Saturday, April 11, 2009

Practice de jour

The Best Elk Rifle Is . . .

Over the years the debate has raged over what is the best elk rifle.

For a time, the 220 Swift was heralded as the best rifle known. Its most famous proponent was probably P.O. Ackley. He never said it was the best “elk” rifle, but he devoted pages to the uses of the Swift’s velocity.

When Jack O’Connor promoted the .270 Winchester some flocked, while others ran for the exits.

There probably isn’t a “best” elk rifle.


My favorite rifle for Bull Elk. A sporterized 1903A3 Springfield with a small light 4X scope in 30-06.
Light, handy, lethal.

I have made about equal one-shot kills on elk with the .270 and the 30-06, shooting 130 grain Core-Lokt, Bronze Points and Silvertips in the .270 and 180 grain Core-Lokt and Silvertips in the ’06. In third and fourth place are a 30-30 and a .300 Winchester Magnum with almost equal successes between those two.


An old Winchester Model 94 in 30-30. Light, handy, lethal.

In other hunter/writer/expert’s opinions larger calibers are needed.

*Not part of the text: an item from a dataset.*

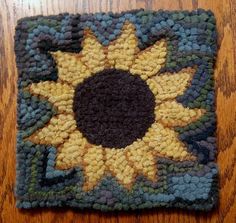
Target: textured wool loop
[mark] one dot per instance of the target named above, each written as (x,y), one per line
(116,111)
(113,108)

The .338 Winchester Magnum and the 7mm Remington Magnum seem to get a lot of press. Some even declare that the 30-06 is the bare minimum for elk.


I sometimes wonder what the minimum caliber for elk was before 1906, and if the minimum for elk today is an ’06, then what is the minimum for an elephant?


According to Ackley and O’Connor, renowned elephant hunter W. D. M. “Karamojo” Bell, who killed over 800 elephant, used a rather small cartridge for most of his kills. In Ackley’s Handbook for Shooters and Reloaders, Volume I, he says, “For this task did he use the .416 Ridgy? The .450/500? The 600 Nitro Express? Certainly not. He used the 7mm Mauser. [ . . . ] Mr Bell found that the 7mm rifle killed elephants dead—and nothing will kill deader than dead.”


It must be a coincidence that O’Connor’s wife, Eleanor, used the same 7 X 57 Mauser to kill African game, deer and elk.


Using that caliber to make kills on so many different types of game means that Eleanor O’Connor must have been a good marksman . . . um, markswoman . . . hmmm, marksperson . . . Here it is, “Eleanor O’Connor must have been a good hunter.”


A good hunter knows that elk hunting is an individual sport, in some ways like wrestling, and good wrestlers don’t get the edge by buying the best leotard available—THEY PRACTICE.
And, with practice ANY RIFLE is the best rifle for elk.


Instead of commercialized Magnum de jour or Rifle de jour maybe it should be:

Practice de jour.

An elk hunter will never go wrong with a .270/.280/30-06-class rifle.